From this analysis, five requirements (R1‑R5) are derived: (R1) distributed task allocation across monitoring, detection, control, and validation components; (R2) adaptive reasoning capable of handling novel fault scenarios; (R3) a closed‑loop verification mechanism with a bounded response time; (R4) integration of domain‑specific knowledge to compensate for LLMs’ generic nature; and (R5) transparent, traceable decision‑making.

The proposed framework follows a cyber‑physical system architecture with a physical plant and a virtual space hosting four LLM‑based agents: Monitoring Agent, Action Agent, Validation Agent, and Re‑prompting Agent. The Monitoring Agent continuously ingests sensor data, alarms, and diagnostic thresholds to detect anomalies. Upon fault detection, the Action Agent queries the Digital Twin for relevant engineering artifacts (P&ID, state machines, control logic, historical cases) and uses a CoT‑structured prompt to generate a set of candidate corrective actions. These candidates are submitted to the Digital Twin’s simulation service, which provides a risk‑free environment to evaluate their impact on process stability, safety constraints, energy consumption, and control effort.

The Validation Agent assesses simulation outcomes using a multi‑objective cost function and safety rule checks. If an action fails validation, the Re‑prompting Agent refines the original prompt by incorporating feedback (e.g., “action caused pressure overshoot”) and re‑invokes the Action Agent. This iterative loop continues until a validated, safe action is found or the predefined time budget expires, at which point a fallback safety mechanism or human intervention is triggered. Throughout the process, the CoT prompts capture the reasoning steps, ensuring that operators can audit and understand each decision.
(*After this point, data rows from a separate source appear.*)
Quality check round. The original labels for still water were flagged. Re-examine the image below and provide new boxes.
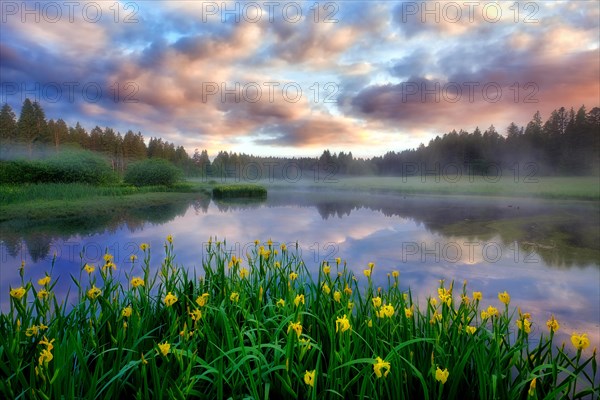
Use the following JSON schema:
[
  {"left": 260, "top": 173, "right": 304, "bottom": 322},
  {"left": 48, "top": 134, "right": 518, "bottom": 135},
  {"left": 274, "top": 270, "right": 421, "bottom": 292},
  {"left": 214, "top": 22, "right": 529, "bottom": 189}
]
[{"left": 0, "top": 190, "right": 600, "bottom": 348}]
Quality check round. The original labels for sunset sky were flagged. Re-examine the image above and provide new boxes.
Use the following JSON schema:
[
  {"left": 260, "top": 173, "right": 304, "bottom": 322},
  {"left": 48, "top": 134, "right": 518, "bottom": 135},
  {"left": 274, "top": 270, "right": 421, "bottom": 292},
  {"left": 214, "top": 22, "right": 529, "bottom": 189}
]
[{"left": 0, "top": 0, "right": 600, "bottom": 157}]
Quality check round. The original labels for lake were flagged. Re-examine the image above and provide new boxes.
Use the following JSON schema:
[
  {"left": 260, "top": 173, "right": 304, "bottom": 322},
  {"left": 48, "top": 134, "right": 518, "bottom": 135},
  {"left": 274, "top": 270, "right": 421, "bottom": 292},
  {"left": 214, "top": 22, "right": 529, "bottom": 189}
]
[{"left": 0, "top": 189, "right": 600, "bottom": 347}]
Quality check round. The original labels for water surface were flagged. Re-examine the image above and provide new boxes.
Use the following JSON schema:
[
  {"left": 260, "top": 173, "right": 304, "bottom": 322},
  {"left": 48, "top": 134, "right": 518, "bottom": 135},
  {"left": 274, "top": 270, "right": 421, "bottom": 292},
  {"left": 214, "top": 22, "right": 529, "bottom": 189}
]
[{"left": 0, "top": 190, "right": 600, "bottom": 347}]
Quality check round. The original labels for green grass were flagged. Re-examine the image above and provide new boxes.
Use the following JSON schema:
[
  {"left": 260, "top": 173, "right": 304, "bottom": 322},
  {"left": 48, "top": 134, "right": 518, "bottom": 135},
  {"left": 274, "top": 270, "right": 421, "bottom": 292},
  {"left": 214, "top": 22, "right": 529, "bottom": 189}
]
[
  {"left": 213, "top": 184, "right": 267, "bottom": 199},
  {"left": 0, "top": 237, "right": 600, "bottom": 399},
  {"left": 265, "top": 175, "right": 600, "bottom": 201},
  {"left": 0, "top": 183, "right": 210, "bottom": 222}
]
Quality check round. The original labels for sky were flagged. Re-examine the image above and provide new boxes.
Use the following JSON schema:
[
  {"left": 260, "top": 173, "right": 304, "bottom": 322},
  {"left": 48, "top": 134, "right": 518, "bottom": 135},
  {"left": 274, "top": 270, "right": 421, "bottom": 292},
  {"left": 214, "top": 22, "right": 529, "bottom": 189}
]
[{"left": 0, "top": 0, "right": 600, "bottom": 157}]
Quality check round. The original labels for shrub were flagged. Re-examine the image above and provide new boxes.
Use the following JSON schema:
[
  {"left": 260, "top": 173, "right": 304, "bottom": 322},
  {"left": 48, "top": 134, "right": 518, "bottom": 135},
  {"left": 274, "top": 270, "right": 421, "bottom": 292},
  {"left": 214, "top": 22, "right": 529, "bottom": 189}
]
[{"left": 123, "top": 158, "right": 183, "bottom": 186}]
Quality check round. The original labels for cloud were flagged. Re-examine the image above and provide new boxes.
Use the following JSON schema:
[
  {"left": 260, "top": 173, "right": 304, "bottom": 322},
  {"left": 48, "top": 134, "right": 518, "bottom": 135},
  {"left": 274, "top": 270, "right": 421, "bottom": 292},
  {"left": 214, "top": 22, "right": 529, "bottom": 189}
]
[{"left": 0, "top": 1, "right": 600, "bottom": 155}]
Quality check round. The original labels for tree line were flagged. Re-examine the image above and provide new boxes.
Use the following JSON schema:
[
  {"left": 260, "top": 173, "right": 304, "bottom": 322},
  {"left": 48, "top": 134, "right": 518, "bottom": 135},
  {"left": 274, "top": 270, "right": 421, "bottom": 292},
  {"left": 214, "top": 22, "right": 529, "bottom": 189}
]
[{"left": 0, "top": 99, "right": 600, "bottom": 181}]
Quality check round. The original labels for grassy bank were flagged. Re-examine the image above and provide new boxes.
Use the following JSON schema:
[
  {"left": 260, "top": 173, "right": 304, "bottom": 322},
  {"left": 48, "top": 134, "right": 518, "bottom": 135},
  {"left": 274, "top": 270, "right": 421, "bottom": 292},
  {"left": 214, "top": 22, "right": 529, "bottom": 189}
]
[
  {"left": 0, "top": 183, "right": 210, "bottom": 222},
  {"left": 0, "top": 236, "right": 600, "bottom": 399},
  {"left": 268, "top": 176, "right": 600, "bottom": 201}
]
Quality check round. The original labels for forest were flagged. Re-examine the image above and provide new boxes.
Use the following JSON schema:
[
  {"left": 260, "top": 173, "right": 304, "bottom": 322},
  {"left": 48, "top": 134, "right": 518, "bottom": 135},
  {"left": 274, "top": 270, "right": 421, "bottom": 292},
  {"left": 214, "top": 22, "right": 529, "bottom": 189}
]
[{"left": 0, "top": 99, "right": 600, "bottom": 180}]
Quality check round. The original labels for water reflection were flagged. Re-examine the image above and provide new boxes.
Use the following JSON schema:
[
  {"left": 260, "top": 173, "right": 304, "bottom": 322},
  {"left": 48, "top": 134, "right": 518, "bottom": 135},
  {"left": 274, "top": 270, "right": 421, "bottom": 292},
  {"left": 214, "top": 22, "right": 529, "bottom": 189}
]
[{"left": 0, "top": 190, "right": 600, "bottom": 345}]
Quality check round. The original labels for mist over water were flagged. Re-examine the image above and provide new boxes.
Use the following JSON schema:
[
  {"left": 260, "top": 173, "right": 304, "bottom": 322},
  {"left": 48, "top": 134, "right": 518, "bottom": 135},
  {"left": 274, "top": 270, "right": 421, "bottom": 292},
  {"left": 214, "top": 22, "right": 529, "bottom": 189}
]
[{"left": 0, "top": 187, "right": 600, "bottom": 345}]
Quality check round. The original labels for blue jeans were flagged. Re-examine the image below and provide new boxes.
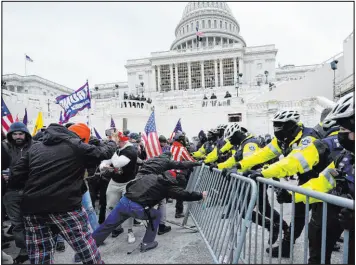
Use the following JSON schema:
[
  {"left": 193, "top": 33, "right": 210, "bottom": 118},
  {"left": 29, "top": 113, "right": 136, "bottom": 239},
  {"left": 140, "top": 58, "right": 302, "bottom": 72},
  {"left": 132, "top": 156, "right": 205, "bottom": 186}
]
[
  {"left": 82, "top": 190, "right": 99, "bottom": 231},
  {"left": 92, "top": 196, "right": 161, "bottom": 246}
]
Experimental validation is performed on a mixing module comprising pipes, pumps, a mixer, and tanks. A simulated pipe‑clog fault is introduced. The first generated action (open valve, increase pump speed) violates pressure limits in the simulation, prompting a re‑prompt. The refined suggestion (initiate pipe cleaning routine, reduce pressure set‑point) passes validation, restoring normal operation within three to four prompt iterations. This demonstrates that the framework can autonomously handle an unexpected fault with minimal human interaction.

Key contributions include: (1) leveraging the Digital Twin as both a structured knowledge repository and a real‑time validation sandbox; (2) designing a closed‑loop, multi‑agent architecture that supports iterative prompt refinement and safety verification; (3) employing chain‑of‑thought prompting to achieve transparent, traceable reasoning. Limitations are acknowledged: dependence on the fidelity of the Digital Twin model, scalability concerns for large‑scale plants (communication latency, simulation overhead), and the latency of LLM inference in real‑time contexts.

Future work proposes extending the framework to multi‑plant scenarios, optimizing RAG pipelines for faster knowledge retrieval, integrating formal verification methods for safety guarantees, and conducting field pilots to quantify operational benefits such as reduced downtime, lower staffing requirements, and improved safety margins. The authors conclude that the synergy between LLM agents and Digital Twins offers a promising pathway toward truly autonomous, knowledge‑driven fault handling in complex industrial environments.